Editor’s note: This column was co-authored by J. Scott Moody, M.A.
President Donald Trump was elected on a promise to “Make America Great Again.” An improvement in the well-being of families will be an important measuring stick with which to gauge his success. So, politicians in states like West Virginia, New Mexico, and Mississippi, where families are doing especially poorly, could soon be the targets of a presidential tweet storm.
Strong families have a positive influence on the economy and vice versa. But the state of American families cannot be analyzed simply in terms of their economic status. Both social and economic factors have a direct impact on the ability of families to flourish, and measuring this connection is no easy task. In fact, the annual Family Prosperity Index (FPI) is the only tool that offers a holistic picture of how well families in America are doing.
The FPI analyzes publicly-available, mostly government-produced data on 60 different variables that include everything from personal income to educational attainment, single-parenthood to poverty rates, entrepreneurship to religious attendance, and a host of other variables in six categories – economics; demographics; and family self-sufficiency, structure, culture, and health. Because this index doesn’t work solely with economic data, it provides a more comprehensive assessment of how well – or poorly – families are doing in a particular state and highlights areas in need of improvement. By ranking states against each other, the FPI allows for comparisons of overall prosperity scores as well as their specific components.
And the 2017 findings are illuminating. For example, between 2016 and 2017, Maryland saw the most precipitous drop in its overall FPI rank, falling nine places to 28th from 19th.
Its plummeting score for entrepreneurship (from 14th to 28th) is primarily to blame for the Free State’s steep decline. West Virginia is still stuck at the bottom of the heap in 2017, while Utah maintains its status as the top state in the nation for family prosperity.
One factor in particular, demographics, is shown to affect several states’ long-term capacity to facilitate an environment for families to thrive. Take, for example, Pennsylvania – a state that played a pivotal role in the presidential election. The combination of an aging population, relatively low birthrate, and less than optimal out-migration rate (number of people leaving the state) puts the Keystone State in the bottom 10 in the demographics category. In addition, in the family structure category, Pennsylvania’s marriage rate ranks 42nd in the nation.

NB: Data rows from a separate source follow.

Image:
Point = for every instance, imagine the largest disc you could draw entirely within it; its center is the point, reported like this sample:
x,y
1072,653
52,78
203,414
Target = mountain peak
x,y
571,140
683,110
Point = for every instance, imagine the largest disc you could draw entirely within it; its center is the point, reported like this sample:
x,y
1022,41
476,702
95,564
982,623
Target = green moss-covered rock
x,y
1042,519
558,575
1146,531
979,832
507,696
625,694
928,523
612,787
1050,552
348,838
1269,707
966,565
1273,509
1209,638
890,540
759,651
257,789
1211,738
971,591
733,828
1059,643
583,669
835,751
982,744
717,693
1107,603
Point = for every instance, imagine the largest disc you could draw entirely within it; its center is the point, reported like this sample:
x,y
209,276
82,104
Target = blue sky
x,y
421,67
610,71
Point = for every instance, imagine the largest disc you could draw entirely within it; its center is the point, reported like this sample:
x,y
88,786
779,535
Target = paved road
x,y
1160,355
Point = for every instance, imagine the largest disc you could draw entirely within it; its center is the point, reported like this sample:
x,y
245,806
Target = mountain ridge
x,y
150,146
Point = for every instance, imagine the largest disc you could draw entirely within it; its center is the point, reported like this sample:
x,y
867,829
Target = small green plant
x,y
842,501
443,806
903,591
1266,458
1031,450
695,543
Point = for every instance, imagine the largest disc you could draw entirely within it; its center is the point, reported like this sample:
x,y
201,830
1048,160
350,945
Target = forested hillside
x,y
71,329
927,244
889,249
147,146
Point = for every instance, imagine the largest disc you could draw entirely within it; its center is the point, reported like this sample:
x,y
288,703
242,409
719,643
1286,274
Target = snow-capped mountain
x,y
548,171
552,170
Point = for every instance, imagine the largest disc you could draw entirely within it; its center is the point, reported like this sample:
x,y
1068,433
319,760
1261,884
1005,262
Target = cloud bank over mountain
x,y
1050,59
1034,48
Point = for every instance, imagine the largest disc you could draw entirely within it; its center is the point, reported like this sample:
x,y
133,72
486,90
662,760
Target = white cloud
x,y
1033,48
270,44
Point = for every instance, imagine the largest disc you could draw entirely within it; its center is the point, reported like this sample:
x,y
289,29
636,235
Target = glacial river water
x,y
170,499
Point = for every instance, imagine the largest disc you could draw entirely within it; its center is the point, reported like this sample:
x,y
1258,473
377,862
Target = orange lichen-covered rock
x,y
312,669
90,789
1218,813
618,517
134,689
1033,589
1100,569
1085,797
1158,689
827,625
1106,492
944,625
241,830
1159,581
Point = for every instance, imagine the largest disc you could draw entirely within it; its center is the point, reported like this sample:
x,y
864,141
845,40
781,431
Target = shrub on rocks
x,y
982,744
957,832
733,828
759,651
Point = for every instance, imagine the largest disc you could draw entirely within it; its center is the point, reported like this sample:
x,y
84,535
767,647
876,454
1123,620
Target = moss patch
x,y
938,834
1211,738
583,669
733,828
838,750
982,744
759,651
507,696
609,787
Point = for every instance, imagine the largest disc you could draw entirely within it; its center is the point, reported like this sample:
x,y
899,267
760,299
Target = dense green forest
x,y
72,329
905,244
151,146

All of these factors influence each other. Studies show that married men, in particular, earn more than single men, benefitting from what is known as a “marriage premium.” Marriage rates affect birthrates, and over time, birthrates affect the age of a state’s population. Similarly, if economic and cultural conditions – employment, educational opportunity, crime rates, etc. – improve, fewer people are likely to leave the state. While some of these factors are affected by government policies, others are better addressed with the engagement of private institutions and communities.
This kind of assessment is useful for policy makers, community and business leaders, religious organizations, and civic-minded citizens interested in improving their communities. Individuals and families, too, can utilize the index to evaluate the future prospects of their own states as well as others that may offer more opportunity.
Many American families are burdened by life circumstances – job loss, drug addiction, divorce, crime, to name a few – that are stifling their own prosperity and that of their communities. It is no surprise that in a poll taken the day before the election, 65% of respondents said the country was on the wrong track, and 30% said it was heading in the right direction. As Congress and President Trump work to boost the economy, they might take a few cues from states like North Dakota, Nebraska, and others in the FPI 2017 top ten that are creating environments for families to thrive.
Everyone – on the right and the left – can use the Family Prosperity Index as a tool to better understand the issues important to families – or ignore them at their peril.
Economists and American Conservative Union Foundation senior research fellows Wendy Warcholik, Ph.D., and J. Scott Moody, M.A., are the authors of the Family Prosperity Index, the centerpiece of ACUF’s Family Prosperity Initiative. They also created the Tax Foundation’s State Business Tax Climate Index, now in its 15th year of publication.